At a recent meeting, one of my colleagues mentioned that increasingly people weren’t throwing away prototypes. Which prompted reflection, since I have been a staunch advocate for revolutionary prototyping (and here I’m not talking about “the” Revolution ;).
When I used to teach user-centered design, the tools for creating interfaces were complex. The mantras were test early, test often, and I advocated Double Double P’s (Postpone Programming, Prefer Paper; an idea I first grabbed from Rob Phillips then at Curtin). The reason was that if you started building too early in the design phase, you’d have too much invested to throw things away if they weren’t working.

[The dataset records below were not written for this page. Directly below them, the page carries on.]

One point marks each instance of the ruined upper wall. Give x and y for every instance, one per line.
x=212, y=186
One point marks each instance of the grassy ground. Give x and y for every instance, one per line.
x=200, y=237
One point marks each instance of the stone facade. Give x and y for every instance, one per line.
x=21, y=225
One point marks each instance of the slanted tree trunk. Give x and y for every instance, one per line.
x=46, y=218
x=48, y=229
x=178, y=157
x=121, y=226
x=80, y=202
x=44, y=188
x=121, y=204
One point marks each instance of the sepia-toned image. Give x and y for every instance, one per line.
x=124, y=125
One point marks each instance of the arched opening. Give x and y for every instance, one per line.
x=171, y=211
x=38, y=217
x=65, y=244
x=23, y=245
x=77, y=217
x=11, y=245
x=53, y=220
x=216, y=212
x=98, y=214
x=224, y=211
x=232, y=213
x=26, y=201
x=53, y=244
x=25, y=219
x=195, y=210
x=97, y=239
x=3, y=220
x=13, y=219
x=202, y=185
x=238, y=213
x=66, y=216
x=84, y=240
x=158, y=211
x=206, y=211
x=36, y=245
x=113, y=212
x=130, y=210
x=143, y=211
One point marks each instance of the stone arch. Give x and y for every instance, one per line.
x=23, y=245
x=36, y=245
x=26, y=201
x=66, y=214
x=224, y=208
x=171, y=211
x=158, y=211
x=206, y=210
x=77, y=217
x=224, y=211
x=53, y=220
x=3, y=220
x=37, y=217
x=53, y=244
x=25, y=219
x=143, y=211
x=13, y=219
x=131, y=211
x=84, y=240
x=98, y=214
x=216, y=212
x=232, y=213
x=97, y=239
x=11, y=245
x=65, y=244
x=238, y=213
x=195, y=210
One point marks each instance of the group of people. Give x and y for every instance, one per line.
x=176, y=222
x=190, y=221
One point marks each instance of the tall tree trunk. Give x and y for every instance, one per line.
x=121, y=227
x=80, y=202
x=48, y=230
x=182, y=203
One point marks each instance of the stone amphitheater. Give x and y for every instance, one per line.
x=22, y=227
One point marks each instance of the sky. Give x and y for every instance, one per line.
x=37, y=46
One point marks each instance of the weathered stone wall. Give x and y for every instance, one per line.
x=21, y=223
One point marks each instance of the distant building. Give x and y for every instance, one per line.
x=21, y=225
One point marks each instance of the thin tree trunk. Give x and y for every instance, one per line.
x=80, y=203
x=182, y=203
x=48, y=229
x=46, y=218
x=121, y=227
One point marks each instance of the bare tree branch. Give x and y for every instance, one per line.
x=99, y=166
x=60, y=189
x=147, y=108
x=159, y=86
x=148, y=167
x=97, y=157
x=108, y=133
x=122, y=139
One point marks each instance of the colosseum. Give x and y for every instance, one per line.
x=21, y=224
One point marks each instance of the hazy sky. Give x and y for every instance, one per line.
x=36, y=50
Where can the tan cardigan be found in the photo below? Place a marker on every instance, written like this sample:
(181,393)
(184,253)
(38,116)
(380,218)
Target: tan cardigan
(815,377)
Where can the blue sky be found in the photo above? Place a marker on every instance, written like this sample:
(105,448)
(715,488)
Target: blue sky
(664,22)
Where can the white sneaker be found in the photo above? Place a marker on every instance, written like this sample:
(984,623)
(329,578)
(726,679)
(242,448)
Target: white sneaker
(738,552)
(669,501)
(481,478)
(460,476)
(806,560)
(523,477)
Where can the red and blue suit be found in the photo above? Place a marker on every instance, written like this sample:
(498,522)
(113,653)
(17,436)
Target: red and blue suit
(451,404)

These days, with agile programming, we see sprints producing working code, which then gets elaborated in subsequent sprints. And the tools make it fairly easy to work at a high level, so it doesn’t take too much effort to produce something. So maybe we can make things that we can throw out if they’re wrong.
Ok, confession time, I have to say that I don’t quite see how this maps to elearning. We have sprints, but how do you have a workable learning experience and then elaborate it? On the other hand, I know Michael Allen’s doing it with SAM and Megan Torrance just had an article on it, but I’m not clear whether they’re talking storyboard, and then coded prototype, or…
Now that I think about it, I think it’d be good to document the core practice mechanic, and perhaps the core animation, and maybe the spread of examples. I’m big on interim representations, and perhaps we’re talking the same thing. And if not, well, please educate me!
I guess the point is that I’m still keen on being willing to change course if we’ve somehow gotten it wrong. Small representations is good, and increasing fidelity is fine, and so I suppose it’s okay if we don’t throw out prototypes often as long as we do when we need to. Am I making sense, or what am I missing?